On 2 Sep 2014, at 09:17, Kevin Smith <[email protected]> wrote:

> There's an assumption running through a lot of posts in this thread
> that moving to a github-like pull request model would be a good thing.
> Our situation is somewhat different to the typical OSS project hosting
> on github. The primary responsibility for XEPs lies with the authors
> (Council might suggest new authors for XEPs where the original authors
> are AWOL, but a) that's rare and b) we don't have a procedure for that
> (about which I'm uncomfortable)), so it's not a case of submitting
> pull requests to a central body and waiting for them to get merged,
> those changes should come from the authors. This complicates 'throw it
> on github, we'll get exposure and patches and the world will be full
> of unicorns and fairies' significantly.

I can imagine a world of fairies and unicorns where (for example) we have an 
(openid enabled) gitlab, sufficiently automated that we have a repo per xep 
which is writable by the authors, but anyone can raise issues and pull requests 
against the xep. New issues and pull request notifications are sent to all the 
xep authors and copied to the standards list too.

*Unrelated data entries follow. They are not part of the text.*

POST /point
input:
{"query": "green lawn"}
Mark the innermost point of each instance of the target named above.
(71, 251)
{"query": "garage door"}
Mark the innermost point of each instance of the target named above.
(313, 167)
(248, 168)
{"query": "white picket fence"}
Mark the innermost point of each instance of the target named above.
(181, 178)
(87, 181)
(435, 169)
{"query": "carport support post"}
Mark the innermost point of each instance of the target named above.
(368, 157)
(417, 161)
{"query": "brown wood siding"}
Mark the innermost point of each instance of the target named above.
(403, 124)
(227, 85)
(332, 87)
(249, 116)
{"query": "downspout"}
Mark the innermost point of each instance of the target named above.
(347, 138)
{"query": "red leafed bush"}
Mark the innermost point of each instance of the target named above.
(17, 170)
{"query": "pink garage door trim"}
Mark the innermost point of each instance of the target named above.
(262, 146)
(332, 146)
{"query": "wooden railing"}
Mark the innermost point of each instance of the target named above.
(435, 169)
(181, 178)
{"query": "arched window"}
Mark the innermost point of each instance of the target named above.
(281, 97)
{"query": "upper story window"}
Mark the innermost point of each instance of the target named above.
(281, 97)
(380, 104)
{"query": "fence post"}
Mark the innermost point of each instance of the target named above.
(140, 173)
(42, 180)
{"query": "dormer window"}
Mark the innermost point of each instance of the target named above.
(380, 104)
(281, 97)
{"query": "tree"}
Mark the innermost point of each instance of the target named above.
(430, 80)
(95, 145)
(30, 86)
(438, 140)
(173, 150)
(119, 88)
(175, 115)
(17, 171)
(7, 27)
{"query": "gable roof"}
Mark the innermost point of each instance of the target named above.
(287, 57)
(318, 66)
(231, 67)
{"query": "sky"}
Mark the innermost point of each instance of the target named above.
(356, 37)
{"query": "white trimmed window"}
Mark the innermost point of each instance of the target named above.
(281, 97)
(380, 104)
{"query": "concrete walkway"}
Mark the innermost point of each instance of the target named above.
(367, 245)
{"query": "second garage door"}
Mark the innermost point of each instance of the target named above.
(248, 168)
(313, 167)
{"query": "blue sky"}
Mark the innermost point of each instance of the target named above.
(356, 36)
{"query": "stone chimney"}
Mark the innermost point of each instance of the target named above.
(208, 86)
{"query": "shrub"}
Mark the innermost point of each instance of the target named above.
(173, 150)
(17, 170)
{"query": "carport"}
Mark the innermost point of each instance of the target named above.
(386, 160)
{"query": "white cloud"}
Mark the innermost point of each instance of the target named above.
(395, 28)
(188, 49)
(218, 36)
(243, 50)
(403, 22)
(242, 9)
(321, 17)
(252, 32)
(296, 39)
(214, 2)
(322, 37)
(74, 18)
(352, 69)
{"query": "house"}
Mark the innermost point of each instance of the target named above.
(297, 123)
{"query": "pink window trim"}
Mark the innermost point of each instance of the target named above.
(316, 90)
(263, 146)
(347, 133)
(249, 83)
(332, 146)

This should be eminently automatable (is that a word?) and fulfils a couple of 
requirements - firstly it fits the current process of xep authors essentially 
being the single point of responsibility for changes to the xep, but also 
allows an issue tracker per xep (which could be useful in itself and makes it 
more obvious which issue applies to which xep) and provides an easy route for 
anyone to raise issues or corrections.